Hear Me Roar
July 2018 Issue
Photography by Dave Goldman Photography
How did you become a competitive shooter? When I met my husband, he was a patrol sergeant with our local sheriff’s office, and he only had every other weekend off. On most of those weekends, he competed in various shooting matches, and in order to get more time with him, I would tag along. At one match, there was a girl on his squad, and I said to Heath, “I could beat her.” And he agreed! Before we knew it we were spending all our time together shooting or training.
What’s your most memorable moment on your competitive shooting journey?
I would have to say coming in eighth at the 2017 Brownells Ladies’ Multigun Fall Fest. It may not seem that impressive, but this competition is stacked with professional shooters and strong junior shooters. And I won a gun! My eighth place finish awarded me a Gen 5 Glock 17—my first prize table gun.
Have you always had a competitive spirit? Yes. I guess you can say I was born that way. I have a twin sister, and we have been competing in everything since we were born. From getting the better grade on a test, to finding a better deal on an outfit, we have always been each other’s biggest rival, yet we have always been each other’s biggest fan, too. I found my competitive niche in team sports, specifically volleyball. My sister and I are both 6 feet tall and we both played four years of DII volleyball at Newberry College (SC) and I also played one season overseas with Durham University in England.
Tell us about your experience as a female in a male dominated sport: When I started there were not a lot of women shooting. At times I found it difficult to get past the mindset that I was just a pretty face and not a true competitor. The shooting community is really great, always helpful, and willing to share advice to help you improve.
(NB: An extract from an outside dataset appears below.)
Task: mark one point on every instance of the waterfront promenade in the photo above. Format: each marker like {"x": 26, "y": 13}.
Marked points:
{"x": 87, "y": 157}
Soon the “Aw, look at this girl trying to shoot,” turned into “How can I get my wife interested in shooting?” Now, as more women show up to matches, I am always trying to help and share the advice I was so graciously given when I started out.
My advice to others trying to achieve a major goal: You can’t be mad at the results you don’t receive for work you don’t put in. You have to go out and work for your goals. Champions don’t get to be champions by sitting around hoping to be great; they practice and put in the work.
Other than competitive shooting, what are you passionate about? I really love coaching. I have been coaching volleyball for about eight years now, and it is one of the most rewarding things I do. I love to see the girls growing in a sport they love and finding what really drives them. Each team brings its own challenges and lessons, and I continue to learn and grow with each team I have the privilege to coach. I am also passionate about supporting law enforcement. As a police officer’s wife, I understand the difficulties officers face in today’s world. I participate in various events and activities to help raise funds for fallen officers and their families. My husband and I also donate shooting classes to silent auctions that support the United Way of York County, Pilgrim’s Inn, and The Worthy Boys and Girls Camp.
Shooting seems so intense, what lightens you up? The actual action of shooting only really lasts a couple minutes, or less, for each stage in a match. When I’m not getting my mental game plan in place, there is time to be social with the other shooters. We joke and talk gear and tell stories, and that is really what makes the community so great. My husband is able to tell when I need a few words of encouragement, or when I just need some space to breathe. He is really good at helping me find a balance between needing to focus and not taking myself too seriously.
If you had the power to change America is one way, what would you do? I would love to change America’s view of law enforcement. I believe the media has had a field day portraying law enforcement in such a negative light that the profession is no longer viewed as the noble and brave job that it is. Be the change you wish to see. If you don’t like how the police officers in your town or city are treating the community, get out and vote, or pick up an application and apply.
You can Hear Me Roar: About gun safety and gun ownership. Education is key! Shooting is not a skill you are born with, and laws change and are different from state to state and jurisdiction to jurisdiction. Learn the four basic safety rules for handling a firearm. Learn the law in regards to obtaining, owning, and carrying a firearm. Learn how firearms work and the proper way to shoot one. And then practice!